County and municipal governments provide the most basic services to their constituents. This is the most local form of government, and it should be close to the people it services. For this reason, Hillsborough County commissioners should be closer to the people they serve. Because of the growth in population in Hillsborough County and limited population served by its cities, the vast majority of people in the county have become further separated from their county commissioners.
The 1980 census indicated that the population of Hillsborough was 646,960. The current makeup of the county commission was established in 1983, three years after the census. The 2010 census indicates that our county’s population has grown to 1,229,226. This indicates that our county has grown by 52.6 percent in 30 years.
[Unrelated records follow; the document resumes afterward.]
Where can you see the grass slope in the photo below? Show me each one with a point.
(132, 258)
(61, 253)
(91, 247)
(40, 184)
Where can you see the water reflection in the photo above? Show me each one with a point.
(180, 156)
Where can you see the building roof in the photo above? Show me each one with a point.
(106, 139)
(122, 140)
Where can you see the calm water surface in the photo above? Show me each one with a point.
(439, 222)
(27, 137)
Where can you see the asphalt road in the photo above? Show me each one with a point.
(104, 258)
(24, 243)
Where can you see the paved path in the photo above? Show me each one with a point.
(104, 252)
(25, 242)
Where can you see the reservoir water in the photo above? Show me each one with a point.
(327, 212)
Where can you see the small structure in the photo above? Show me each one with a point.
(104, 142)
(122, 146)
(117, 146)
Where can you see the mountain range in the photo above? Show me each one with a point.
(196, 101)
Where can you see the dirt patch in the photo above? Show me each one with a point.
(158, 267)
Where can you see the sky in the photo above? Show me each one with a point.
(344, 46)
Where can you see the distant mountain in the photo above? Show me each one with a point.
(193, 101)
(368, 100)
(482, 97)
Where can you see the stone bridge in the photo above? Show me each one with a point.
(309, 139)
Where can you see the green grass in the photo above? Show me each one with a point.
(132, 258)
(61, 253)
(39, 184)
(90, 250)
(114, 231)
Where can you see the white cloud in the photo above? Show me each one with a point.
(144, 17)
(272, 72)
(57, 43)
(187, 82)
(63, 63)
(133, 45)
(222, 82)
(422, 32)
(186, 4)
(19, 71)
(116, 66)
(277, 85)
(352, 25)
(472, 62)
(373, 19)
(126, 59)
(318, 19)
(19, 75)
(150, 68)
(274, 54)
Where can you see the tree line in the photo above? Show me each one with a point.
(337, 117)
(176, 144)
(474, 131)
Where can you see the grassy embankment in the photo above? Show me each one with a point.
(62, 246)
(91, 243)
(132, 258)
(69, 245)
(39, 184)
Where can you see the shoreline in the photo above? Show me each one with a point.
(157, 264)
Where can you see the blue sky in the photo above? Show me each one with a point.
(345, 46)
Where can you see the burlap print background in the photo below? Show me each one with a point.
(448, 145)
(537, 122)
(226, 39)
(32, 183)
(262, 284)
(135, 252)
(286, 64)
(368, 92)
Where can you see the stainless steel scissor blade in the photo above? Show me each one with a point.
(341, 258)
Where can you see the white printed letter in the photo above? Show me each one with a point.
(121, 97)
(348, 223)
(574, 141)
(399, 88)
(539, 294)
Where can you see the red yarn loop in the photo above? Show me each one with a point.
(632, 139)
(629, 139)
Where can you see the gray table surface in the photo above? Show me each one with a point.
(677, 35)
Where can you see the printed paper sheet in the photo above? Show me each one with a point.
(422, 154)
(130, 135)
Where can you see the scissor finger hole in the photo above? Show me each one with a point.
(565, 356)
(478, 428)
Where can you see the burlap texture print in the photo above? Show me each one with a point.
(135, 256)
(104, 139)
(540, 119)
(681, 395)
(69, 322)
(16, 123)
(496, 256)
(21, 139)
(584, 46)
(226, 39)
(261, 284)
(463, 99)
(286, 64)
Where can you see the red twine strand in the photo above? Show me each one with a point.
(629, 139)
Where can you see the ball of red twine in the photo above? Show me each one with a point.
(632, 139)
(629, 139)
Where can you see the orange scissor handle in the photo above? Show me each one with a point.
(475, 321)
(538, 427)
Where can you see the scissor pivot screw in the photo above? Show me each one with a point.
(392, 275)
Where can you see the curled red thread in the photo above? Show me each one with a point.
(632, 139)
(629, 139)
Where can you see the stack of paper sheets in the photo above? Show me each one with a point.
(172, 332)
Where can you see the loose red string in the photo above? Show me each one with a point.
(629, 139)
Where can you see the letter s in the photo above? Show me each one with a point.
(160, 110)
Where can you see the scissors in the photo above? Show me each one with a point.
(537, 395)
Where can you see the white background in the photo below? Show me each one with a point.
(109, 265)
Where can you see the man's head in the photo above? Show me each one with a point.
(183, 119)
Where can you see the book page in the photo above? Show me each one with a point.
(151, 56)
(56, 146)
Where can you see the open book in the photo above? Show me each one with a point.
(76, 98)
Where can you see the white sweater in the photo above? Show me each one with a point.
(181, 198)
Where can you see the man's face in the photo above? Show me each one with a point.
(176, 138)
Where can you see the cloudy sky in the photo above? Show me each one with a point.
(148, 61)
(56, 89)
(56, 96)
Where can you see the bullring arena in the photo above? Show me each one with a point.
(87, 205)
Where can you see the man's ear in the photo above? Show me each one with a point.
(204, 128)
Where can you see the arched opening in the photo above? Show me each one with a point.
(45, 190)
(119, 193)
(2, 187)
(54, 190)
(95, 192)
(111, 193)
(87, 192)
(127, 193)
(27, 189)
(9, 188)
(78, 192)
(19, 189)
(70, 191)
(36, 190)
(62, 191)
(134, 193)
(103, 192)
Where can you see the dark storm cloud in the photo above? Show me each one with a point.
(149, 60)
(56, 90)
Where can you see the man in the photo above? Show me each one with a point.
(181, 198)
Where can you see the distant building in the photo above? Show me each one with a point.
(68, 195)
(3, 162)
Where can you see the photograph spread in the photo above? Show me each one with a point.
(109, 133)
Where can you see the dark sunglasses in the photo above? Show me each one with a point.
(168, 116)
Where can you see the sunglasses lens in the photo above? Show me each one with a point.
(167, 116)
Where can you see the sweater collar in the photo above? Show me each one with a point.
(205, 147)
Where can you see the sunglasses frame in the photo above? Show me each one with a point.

In 1980, the total population of the county’s three cities was 299,738. Today, Tampa’s population is 340,882, Plant City has 33,411 citizens and Temple Terrace has 20,918. This indicates that 32 percent of the county’s total population lives within one of the three city limits, while 68 percent of the county’s population lives in unincorporated areas.
In 1983, a single-member district county commissioner represented 161,740 citizens. Today, a single-member district commissioner represents about 307,300. If the makeup of the single-member districts were changed from four single districts to five single-member districts, each commissioner would represent 245,845 citizens. This reduction brings each single-member district commissioner that much closer to their constituency.
Hillsborough County is the only county in Florida with a population of more than 1 million people that still has at-large districts.
Miami-Dade, with a population of 2,496,435, has 13 single-member districts. That’s 192,033 people per single member.
Broward, with a population of 1,748,066, has nine single-member districts; that’s 194,229 people per single member.
Palm Beach, with 1,320,134 people, has seven single-member districts. That’s 188,590 people per single member.
And Orange, with 1,145,956 people, has six single-member districts. That’s 190,992 people per single member.
Hillsborough, with a population of 1,229,226, has four single-member districts and three at-large. The population per single member is about 307,300.
The county commission needs to reflect the racial diversity of the makeup of our citizens. The most rapidly growing population group in our county is Hispanics. The county’s Hispanic population in 1980 was 64,199, equaling 10 percent of the county’s population. Today, the Hispanic population is 306,635, equaling 25 percent of the overall county’s population. However, there are no Hispanics on the county commission. There is a strong possibility that if we create five single-member districts, a Hispanic can be elected to the county commission.
I am asking that the voting public be allowed to vote in the 2014 elections on the issue of changing the makeup of the Hillsborough County Commission from four single-member districts to five single-member districts.
I will bring this to the county commission at our May 15 meeting and request a proposed draft ordinance, with one or more public hearings or workshops.